Metal-free π-conjugated hybrid g-C3N4 with tunable band structure for enhanced visible-light photocatalytic H2 production

Development of low-cost and efficient photocatalytic materials with visible-light response is of urgent need for solving energy and environmental problems. Here, a metal-free two-dimensional (2D) pi-conjugated hybrid g-C3N4 photocatalyst with tunable band structure was prepared by a novel one-pot bottom-up method based on a supersaturated precipitation process of urea and triethanolamine (TEOA) solution. The microstructure of the hybrid g-C3N4 is revealed to be a compound of periodic tri-s-triazine units grafted with N-doped graphene (GR) fragments. From experimental evidence and theoretical calculations, the two different pi-conjugated fragments in the hybrid g-C3N4 material are proved to construct a 2D in-plane junction structure, thereby expanding the light absorption range and accelerating the interface charge transfer. The pi-conjugated electron coupling in the 2D photocatalyst eliminates the grain boundary effect, and the coupled highest occupied molecular orbital (HOMO) effectively promotes the separation of photo-induced charge carriers.

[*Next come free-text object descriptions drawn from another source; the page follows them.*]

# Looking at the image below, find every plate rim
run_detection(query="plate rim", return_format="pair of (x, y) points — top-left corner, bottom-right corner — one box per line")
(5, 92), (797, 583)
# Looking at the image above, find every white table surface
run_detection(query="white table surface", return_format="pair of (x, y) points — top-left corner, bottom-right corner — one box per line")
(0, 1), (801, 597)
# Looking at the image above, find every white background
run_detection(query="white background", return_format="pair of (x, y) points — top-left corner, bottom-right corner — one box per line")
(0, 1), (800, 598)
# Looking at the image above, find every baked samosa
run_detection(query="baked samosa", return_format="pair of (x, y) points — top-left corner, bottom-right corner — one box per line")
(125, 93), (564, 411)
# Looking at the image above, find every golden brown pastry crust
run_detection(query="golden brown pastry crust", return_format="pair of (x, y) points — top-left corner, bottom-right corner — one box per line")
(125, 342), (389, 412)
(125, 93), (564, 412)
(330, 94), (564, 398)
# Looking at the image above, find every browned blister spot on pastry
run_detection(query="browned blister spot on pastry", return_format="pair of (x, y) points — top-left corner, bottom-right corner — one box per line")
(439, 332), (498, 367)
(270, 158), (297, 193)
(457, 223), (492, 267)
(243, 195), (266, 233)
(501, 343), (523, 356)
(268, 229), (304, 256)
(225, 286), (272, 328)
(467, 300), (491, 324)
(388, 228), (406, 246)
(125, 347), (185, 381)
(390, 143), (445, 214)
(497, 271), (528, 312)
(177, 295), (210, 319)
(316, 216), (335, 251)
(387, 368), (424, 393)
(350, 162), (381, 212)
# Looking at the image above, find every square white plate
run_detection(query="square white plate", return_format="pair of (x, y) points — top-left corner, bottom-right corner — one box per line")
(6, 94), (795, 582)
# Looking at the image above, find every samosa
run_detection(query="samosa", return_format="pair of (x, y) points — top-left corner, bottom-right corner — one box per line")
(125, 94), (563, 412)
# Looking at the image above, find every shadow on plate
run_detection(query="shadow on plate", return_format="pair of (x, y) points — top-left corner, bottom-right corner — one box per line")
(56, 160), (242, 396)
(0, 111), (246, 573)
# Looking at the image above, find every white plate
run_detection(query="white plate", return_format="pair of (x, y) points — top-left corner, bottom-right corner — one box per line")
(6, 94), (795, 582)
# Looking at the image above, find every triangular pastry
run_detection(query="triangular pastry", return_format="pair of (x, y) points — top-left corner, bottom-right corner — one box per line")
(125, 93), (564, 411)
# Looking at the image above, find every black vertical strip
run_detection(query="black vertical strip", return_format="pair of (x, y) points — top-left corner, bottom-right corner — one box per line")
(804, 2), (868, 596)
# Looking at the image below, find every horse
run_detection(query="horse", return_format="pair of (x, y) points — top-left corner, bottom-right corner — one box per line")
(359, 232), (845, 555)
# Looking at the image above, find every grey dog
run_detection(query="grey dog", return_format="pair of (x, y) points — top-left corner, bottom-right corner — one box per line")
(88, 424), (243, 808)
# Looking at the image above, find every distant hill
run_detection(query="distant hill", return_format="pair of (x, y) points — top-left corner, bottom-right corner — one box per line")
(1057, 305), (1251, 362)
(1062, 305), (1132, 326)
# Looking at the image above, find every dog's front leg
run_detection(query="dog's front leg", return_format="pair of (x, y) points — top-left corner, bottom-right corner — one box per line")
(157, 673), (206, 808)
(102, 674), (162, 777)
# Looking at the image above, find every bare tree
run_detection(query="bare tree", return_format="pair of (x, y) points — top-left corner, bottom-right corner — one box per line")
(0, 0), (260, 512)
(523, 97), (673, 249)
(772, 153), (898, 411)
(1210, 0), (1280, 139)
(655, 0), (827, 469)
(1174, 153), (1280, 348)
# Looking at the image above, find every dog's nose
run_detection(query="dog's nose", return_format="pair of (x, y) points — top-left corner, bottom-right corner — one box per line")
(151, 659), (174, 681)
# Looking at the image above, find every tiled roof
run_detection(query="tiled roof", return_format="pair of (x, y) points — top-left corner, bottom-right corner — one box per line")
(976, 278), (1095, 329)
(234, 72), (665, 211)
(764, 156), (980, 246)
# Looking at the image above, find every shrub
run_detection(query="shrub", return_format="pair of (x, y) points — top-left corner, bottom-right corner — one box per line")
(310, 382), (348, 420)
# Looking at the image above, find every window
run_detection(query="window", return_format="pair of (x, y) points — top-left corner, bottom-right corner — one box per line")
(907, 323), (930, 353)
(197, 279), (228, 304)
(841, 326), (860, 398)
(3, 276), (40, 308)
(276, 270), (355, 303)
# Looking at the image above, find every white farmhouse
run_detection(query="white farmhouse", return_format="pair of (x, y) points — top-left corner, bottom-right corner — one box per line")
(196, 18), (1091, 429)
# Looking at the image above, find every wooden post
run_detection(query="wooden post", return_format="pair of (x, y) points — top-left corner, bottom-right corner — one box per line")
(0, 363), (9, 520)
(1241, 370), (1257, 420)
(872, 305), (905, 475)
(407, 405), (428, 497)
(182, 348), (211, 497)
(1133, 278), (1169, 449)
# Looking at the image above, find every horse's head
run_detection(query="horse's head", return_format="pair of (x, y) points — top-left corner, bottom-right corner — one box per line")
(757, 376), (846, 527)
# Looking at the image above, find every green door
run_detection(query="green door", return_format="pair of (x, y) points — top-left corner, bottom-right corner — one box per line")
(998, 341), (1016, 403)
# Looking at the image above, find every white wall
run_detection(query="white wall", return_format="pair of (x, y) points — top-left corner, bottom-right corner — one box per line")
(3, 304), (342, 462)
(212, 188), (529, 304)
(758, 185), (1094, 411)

Compared with the g-C3N4 prepared by the conventional method, the visible-light H-2 production activity of the optimized sample is enhanced by 253 %. This work provides a new strategy of constructing metal-free g-C3N4 hybrids for efficient photocatalytic water splitting. (C) 2021 Published by Elsevier Ltd on behalf of The editorial office of Journal of Materials Science & Technology.

Automated summary

A metal-free two-dimensional pi-conjugated hybrid g-C3N4 photocatalyst with tunable band structure was successfully prepared, showing enhanced visible-light H-2 production activity. This study provides a new strategy for constructing efficient photocatalytic water splitting materials by developing metal-free g-C3N4 hybrids.